4DevelopersWrocław2024: Karol Horosin -Serverless Deployment of Large Language Models on AWS Lambda

youtube.com 2 tygodni temu


📣 4Developers Katowice 2025 już 15 października! Śledź nas, by być na bieżąco.
🔗 Więcej informacji o konferencji: https://4developers.org.pl/4developers-katowice-2025/

Is AWS Lambda powerful adequate to host a language model?

The rise in popularity of AI and Large Language Models (LLMs) has brought fresh challenges and opportunities(!) in the DevOps field. This talk focuses on the applicable aspects of deploying LLMs in a serverless infrastructure, with a circumstantial emphasis on AWS Lambda.

While the concept of deploying an LLM on a CPU-only architecture may seem foreign, smaller (thus needing little infrastructure) language models trained on a large body of quality data now scope performance allowing them to be utilized where they are needed the most: in cases erstwhile data privacy doesn’t let to usage public services. If anything, this is besides a wonderful learning opportunity.
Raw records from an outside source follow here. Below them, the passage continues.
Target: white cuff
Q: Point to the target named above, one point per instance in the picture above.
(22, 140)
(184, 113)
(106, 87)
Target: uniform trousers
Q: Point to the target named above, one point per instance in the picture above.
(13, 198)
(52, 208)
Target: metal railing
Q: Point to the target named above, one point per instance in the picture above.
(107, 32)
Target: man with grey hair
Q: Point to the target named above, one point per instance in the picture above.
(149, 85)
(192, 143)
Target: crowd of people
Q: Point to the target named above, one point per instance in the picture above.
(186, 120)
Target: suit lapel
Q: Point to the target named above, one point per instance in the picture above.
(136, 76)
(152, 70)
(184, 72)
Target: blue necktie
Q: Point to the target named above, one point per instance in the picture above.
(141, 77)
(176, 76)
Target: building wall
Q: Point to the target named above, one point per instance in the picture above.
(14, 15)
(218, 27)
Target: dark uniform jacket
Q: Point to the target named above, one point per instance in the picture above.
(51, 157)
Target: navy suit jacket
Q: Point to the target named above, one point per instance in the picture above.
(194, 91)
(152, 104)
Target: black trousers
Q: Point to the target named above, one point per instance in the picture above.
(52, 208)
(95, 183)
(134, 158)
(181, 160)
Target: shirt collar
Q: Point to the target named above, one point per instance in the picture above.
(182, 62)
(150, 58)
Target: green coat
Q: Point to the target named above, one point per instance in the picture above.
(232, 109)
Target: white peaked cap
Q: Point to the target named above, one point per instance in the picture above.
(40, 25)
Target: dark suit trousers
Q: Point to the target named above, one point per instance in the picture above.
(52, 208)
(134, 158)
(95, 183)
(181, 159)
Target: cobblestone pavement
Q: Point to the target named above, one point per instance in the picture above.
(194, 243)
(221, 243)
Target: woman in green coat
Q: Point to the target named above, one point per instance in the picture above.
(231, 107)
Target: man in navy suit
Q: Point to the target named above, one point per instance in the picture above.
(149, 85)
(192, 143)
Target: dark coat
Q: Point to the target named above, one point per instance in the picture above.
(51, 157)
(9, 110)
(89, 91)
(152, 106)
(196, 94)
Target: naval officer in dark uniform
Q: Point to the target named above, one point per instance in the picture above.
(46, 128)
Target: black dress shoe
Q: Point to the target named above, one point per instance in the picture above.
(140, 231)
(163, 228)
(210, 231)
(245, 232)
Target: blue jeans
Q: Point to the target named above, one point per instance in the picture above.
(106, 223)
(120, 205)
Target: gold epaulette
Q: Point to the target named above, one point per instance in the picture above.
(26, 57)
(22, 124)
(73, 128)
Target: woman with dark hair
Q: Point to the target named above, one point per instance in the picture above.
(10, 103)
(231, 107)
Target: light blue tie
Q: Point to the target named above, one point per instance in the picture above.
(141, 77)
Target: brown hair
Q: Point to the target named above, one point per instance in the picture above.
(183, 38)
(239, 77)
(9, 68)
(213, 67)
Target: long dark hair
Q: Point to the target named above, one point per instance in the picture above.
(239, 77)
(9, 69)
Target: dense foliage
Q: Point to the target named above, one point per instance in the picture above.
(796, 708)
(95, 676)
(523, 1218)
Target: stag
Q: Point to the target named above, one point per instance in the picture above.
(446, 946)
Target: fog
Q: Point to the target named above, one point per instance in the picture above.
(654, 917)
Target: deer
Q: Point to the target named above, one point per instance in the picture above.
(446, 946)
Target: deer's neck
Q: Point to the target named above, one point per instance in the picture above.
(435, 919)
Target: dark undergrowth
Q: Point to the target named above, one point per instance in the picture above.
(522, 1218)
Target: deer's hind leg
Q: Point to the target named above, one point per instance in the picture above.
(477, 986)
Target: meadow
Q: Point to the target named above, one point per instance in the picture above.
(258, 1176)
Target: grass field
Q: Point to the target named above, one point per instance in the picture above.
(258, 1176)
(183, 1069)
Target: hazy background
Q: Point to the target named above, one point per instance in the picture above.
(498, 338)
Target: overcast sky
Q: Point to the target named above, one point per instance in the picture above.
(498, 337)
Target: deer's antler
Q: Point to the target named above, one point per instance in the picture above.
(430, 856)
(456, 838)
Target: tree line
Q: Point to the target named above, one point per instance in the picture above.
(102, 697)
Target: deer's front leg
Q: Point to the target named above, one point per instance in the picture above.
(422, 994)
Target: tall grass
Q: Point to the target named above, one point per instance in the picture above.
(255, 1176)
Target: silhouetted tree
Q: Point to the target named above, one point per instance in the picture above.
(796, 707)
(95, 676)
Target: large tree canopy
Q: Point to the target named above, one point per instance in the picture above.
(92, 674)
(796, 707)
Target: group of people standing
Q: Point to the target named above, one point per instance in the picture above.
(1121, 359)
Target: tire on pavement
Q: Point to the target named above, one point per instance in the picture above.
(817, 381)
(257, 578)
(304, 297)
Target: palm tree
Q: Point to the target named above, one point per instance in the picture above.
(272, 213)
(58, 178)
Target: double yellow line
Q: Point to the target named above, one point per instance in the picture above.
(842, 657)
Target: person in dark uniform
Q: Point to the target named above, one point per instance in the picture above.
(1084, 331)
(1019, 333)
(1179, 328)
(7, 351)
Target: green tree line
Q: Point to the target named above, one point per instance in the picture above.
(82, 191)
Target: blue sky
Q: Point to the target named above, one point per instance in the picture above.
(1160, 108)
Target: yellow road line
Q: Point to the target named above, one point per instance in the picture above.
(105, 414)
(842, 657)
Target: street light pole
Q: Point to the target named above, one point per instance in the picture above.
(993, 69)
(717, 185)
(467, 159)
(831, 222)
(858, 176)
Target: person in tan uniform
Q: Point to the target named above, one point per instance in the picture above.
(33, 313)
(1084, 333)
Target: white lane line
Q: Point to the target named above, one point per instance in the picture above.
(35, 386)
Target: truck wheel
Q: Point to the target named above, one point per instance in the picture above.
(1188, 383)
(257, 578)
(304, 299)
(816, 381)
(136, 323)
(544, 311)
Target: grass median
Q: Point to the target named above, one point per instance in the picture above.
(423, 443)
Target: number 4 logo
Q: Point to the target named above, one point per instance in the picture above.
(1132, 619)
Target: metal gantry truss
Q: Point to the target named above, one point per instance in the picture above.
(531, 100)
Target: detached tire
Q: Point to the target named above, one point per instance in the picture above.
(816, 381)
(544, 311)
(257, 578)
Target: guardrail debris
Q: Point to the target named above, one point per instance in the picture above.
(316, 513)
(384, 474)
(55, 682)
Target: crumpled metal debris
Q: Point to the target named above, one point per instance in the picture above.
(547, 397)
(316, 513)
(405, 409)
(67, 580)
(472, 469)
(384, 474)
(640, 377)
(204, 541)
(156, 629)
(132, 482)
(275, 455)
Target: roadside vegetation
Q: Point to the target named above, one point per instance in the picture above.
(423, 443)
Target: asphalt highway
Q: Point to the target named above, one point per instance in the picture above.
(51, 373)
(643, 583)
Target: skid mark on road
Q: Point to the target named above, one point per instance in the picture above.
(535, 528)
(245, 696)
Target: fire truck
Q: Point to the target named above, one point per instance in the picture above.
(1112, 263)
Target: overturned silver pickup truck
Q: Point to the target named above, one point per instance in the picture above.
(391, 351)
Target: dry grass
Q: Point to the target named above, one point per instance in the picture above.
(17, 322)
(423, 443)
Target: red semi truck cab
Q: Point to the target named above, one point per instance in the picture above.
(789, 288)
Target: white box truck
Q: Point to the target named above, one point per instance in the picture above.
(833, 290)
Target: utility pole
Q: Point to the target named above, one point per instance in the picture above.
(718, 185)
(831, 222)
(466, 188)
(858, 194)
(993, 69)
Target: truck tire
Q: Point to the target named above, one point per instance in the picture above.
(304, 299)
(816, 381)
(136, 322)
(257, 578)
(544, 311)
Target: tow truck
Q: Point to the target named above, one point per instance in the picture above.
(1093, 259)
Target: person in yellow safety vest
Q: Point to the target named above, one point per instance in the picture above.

We'll cover a real-world implementation of deploying Microsoft's Phi-3 model, a tiny yet powerful LLM, utilizing serverless technologies. The session will supply an end-to-end overview of the process, from setting up the AWS environment and Docker containerization to optimizing for performance and managing costs in a serverless deployment. We will besides mention Huggingface resources and community and how to get into them.

This talk is tailored for DevOps professionals, developers and enthusiasts curious in the intersection of AI and serverless technologies. The talk aims to share cognition and experience on leveraging AWS Lambda for AI deployments, addressing common challenges, and discussing best practices for efficient and effective model deployment in a cloud environment. Getting started is hard, as was for me, join me to get a good and gentle intro to this topic.